As OpenAI’s GPT-5 takes the world by storm with its new, advanced capabilities, a pressing question is emerging from the research community: at what environmental cost? With the company providing no official data, independent experts are stepping in to measure the model’s energy footprint. Their findings reveal a dramatic increase in power consumption, suggesting that the quest for smarter AI is creating a hidden and potentially unsustainable environmental burden.
The numbers are stark. According to a team at the University of Rhode Island’s AI lab, a medium-length response from GPT-5 consumes an average of 18 watt-hours.

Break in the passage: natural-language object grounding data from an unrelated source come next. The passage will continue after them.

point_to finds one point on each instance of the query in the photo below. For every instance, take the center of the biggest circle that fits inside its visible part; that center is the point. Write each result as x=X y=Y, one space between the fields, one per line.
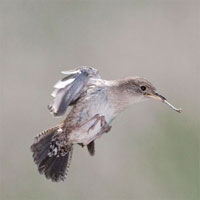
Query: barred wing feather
x=69 y=89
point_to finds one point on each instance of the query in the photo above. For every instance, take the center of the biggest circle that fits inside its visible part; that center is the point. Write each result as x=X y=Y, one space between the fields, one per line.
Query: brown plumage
x=95 y=103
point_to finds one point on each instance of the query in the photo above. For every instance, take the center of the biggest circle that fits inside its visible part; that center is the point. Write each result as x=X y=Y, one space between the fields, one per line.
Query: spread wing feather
x=69 y=89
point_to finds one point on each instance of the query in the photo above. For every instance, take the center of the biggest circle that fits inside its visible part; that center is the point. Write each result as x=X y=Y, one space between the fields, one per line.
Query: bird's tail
x=52 y=154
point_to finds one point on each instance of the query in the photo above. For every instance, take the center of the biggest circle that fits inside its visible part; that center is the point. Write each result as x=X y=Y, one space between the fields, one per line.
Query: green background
x=152 y=152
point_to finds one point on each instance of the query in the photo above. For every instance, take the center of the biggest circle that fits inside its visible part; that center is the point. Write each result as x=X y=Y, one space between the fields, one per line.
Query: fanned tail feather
x=51 y=162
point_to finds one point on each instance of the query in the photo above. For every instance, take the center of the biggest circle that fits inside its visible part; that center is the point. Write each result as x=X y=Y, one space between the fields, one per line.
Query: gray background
x=152 y=152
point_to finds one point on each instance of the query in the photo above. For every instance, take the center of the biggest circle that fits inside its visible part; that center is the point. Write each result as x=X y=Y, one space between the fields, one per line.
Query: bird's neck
x=119 y=96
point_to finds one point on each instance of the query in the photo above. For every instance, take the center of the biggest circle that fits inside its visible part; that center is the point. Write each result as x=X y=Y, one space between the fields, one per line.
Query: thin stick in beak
x=179 y=110
x=163 y=99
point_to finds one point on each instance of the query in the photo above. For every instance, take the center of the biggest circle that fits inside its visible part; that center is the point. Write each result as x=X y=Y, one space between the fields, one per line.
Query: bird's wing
x=69 y=89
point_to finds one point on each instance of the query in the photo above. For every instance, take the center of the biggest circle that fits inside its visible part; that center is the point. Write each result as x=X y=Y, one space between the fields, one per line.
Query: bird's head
x=140 y=89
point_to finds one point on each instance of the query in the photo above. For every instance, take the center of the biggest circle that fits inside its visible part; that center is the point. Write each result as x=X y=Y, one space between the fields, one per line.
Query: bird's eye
x=143 y=88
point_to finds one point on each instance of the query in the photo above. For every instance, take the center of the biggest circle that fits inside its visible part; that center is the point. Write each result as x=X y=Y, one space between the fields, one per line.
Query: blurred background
x=152 y=152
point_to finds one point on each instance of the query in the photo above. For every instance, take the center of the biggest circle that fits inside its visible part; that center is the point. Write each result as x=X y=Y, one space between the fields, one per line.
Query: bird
x=93 y=103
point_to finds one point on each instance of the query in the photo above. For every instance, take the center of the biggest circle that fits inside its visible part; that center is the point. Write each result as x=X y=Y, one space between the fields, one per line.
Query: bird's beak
x=164 y=100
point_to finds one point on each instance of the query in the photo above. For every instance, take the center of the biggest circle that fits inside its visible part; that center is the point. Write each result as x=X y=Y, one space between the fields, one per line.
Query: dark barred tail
x=51 y=154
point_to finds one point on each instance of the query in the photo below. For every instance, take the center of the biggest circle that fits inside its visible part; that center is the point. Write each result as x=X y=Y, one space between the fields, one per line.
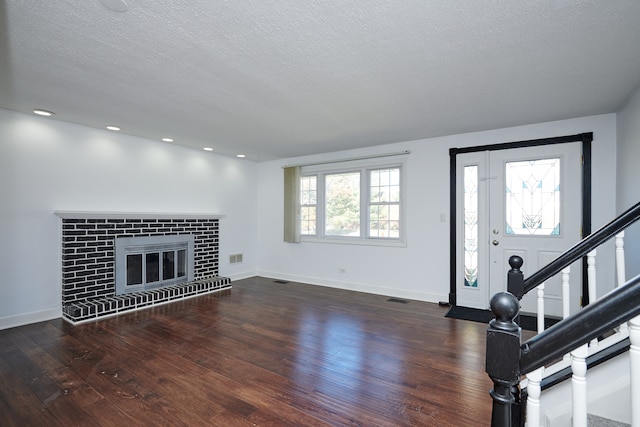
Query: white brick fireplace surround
x=88 y=261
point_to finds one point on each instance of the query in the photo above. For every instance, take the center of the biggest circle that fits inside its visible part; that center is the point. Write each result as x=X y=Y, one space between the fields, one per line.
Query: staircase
x=582 y=371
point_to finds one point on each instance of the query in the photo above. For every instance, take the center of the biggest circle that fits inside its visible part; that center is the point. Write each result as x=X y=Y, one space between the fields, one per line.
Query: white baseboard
x=27 y=318
x=358 y=287
x=240 y=276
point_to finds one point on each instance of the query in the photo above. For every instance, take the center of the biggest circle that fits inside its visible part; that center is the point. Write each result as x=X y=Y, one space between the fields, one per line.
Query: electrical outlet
x=235 y=259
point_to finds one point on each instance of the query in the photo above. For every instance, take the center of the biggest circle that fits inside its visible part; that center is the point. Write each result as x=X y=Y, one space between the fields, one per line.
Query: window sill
x=396 y=243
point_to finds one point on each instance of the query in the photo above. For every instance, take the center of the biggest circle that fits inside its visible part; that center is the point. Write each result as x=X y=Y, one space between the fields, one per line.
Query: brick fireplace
x=88 y=261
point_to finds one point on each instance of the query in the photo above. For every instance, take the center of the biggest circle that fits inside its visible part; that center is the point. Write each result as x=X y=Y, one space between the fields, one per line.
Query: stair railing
x=508 y=359
x=518 y=286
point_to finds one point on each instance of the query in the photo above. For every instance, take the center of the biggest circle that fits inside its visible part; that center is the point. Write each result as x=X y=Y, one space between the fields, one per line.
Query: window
x=308 y=202
x=355 y=202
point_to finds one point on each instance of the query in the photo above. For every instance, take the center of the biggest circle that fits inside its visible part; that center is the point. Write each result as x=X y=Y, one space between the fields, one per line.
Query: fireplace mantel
x=133 y=215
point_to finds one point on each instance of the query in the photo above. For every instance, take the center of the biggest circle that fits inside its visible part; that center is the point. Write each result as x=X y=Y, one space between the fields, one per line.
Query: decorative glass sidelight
x=471 y=226
x=532 y=198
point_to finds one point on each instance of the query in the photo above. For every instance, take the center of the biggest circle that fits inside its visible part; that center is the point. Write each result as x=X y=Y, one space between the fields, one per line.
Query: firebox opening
x=144 y=263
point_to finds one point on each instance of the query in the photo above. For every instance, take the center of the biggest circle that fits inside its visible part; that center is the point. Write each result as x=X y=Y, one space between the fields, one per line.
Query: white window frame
x=364 y=167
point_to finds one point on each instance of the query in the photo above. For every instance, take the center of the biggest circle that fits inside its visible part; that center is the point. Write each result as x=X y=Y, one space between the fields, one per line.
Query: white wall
x=421 y=270
x=48 y=165
x=628 y=176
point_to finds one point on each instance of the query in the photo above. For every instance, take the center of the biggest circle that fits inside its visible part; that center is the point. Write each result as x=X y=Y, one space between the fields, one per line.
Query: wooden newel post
x=515 y=278
x=503 y=360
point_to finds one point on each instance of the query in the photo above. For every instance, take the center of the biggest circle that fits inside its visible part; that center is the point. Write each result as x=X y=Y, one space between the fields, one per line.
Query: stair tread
x=596 y=421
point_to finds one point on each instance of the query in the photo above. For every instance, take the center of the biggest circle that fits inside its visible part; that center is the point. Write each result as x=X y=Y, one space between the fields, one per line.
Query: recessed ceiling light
x=115 y=5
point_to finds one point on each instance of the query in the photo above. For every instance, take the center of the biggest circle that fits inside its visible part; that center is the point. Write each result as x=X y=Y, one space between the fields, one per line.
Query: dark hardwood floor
x=263 y=353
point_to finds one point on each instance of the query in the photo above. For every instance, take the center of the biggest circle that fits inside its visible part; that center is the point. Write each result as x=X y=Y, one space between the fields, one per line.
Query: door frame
x=585 y=138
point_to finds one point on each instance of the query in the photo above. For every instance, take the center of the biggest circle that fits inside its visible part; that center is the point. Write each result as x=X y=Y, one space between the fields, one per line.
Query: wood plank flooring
x=263 y=353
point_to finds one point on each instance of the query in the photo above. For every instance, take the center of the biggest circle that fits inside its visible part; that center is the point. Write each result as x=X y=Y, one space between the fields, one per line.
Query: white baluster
x=579 y=385
x=620 y=267
x=591 y=278
x=634 y=357
x=621 y=271
x=533 y=397
x=566 y=297
x=566 y=294
x=540 y=307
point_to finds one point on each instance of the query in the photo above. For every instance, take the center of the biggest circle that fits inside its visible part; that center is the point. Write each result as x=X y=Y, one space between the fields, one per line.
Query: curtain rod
x=350 y=159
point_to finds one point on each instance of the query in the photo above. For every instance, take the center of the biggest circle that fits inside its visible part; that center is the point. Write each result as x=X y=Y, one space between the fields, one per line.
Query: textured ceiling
x=283 y=78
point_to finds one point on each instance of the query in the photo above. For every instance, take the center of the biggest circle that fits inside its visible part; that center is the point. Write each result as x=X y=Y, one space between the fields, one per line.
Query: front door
x=519 y=201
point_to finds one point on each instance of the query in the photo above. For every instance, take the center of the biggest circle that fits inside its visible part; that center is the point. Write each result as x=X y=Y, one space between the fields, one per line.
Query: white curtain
x=292 y=204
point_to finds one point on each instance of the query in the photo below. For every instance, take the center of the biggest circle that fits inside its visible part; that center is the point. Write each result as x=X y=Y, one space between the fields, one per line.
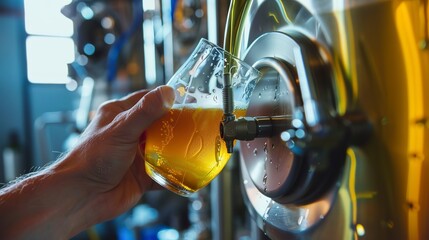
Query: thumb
x=148 y=109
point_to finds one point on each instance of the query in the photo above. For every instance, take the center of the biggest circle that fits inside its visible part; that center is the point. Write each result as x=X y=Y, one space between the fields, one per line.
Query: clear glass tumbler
x=183 y=151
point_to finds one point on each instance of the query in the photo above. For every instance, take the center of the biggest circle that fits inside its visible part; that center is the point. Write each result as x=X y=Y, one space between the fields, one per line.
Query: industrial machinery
x=339 y=119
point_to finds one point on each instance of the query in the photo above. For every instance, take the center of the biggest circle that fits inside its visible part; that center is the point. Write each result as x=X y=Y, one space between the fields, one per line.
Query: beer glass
x=183 y=151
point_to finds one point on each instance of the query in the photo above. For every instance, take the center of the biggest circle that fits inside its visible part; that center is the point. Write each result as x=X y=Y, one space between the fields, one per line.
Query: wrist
x=43 y=205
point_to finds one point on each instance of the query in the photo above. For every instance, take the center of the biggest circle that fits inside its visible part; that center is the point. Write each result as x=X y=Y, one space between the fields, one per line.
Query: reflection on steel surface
x=377 y=51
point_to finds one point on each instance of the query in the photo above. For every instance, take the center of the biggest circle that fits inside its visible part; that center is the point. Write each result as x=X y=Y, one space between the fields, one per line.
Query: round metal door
x=352 y=78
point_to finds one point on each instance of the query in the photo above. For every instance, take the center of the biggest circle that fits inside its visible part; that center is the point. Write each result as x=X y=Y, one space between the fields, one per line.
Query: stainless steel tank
x=352 y=77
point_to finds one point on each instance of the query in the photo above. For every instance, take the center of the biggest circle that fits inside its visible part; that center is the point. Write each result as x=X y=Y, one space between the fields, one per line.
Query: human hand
x=100 y=178
x=107 y=162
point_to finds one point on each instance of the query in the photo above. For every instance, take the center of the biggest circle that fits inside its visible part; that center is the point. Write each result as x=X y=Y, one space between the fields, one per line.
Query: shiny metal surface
x=377 y=51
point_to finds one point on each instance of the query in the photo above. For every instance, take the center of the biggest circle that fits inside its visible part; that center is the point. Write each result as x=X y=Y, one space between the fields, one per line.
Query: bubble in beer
x=195 y=146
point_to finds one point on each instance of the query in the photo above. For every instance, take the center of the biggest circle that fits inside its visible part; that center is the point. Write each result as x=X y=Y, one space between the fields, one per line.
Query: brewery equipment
x=335 y=142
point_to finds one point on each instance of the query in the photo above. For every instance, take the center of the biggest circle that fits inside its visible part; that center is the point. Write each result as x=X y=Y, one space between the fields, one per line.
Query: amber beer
x=184 y=149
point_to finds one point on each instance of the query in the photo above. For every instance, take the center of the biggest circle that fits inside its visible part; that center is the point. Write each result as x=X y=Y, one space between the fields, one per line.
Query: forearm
x=42 y=206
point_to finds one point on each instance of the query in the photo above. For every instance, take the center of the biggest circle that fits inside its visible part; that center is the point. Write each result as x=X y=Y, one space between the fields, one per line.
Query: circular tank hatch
x=289 y=179
x=291 y=166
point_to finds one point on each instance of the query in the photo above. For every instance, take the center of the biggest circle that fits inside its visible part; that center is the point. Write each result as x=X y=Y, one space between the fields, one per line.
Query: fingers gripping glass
x=183 y=150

This is a significant jump from previous models and is “significantly more energy than GPT-4o.” To put this into context, 18 watt-hours is enough to power an incandescent light bulb for 18 minutes. When you consider that ChatGPT handles billions of requests a day, the total energy consumption could power 1.5 million US homes, a staggering figure that brings the environmental impact of AI into sharp focus.
This surge in power consumption is directly tied to the model’s size. Although OpenAI has not released the parameter count for GPT-5, experts believe it is “several times larger than GPT-4.” This is consistent with a study from the French AI company Mistral, which found a “strong correlation” between a model’s size and its resource consumption. The study concluded that a model ten times bigger would have an impact one order of magnitude larger. This suggests that the trend of building ever-larger AI models, championed by many in the industry, will continue to drive up resource usage at an alarming rate.
The new capabilities of GPT-5 also play a significant role in its high energy demands. Its advanced “reasoning mode” and ability to process video and images require more intensive computation than simple text generation. A professor studying the resource footprint of AI models noted that using the reasoning mode could increase resource usage by a factor of “five to 10.” This means that while a “mixture-of-experts” architecture offers some efficiency, the new, more complex tasks are driving the overall energy footprint to new heights. This raises serious questions about the long-term sustainability of the AI industry and the need for greater transparency.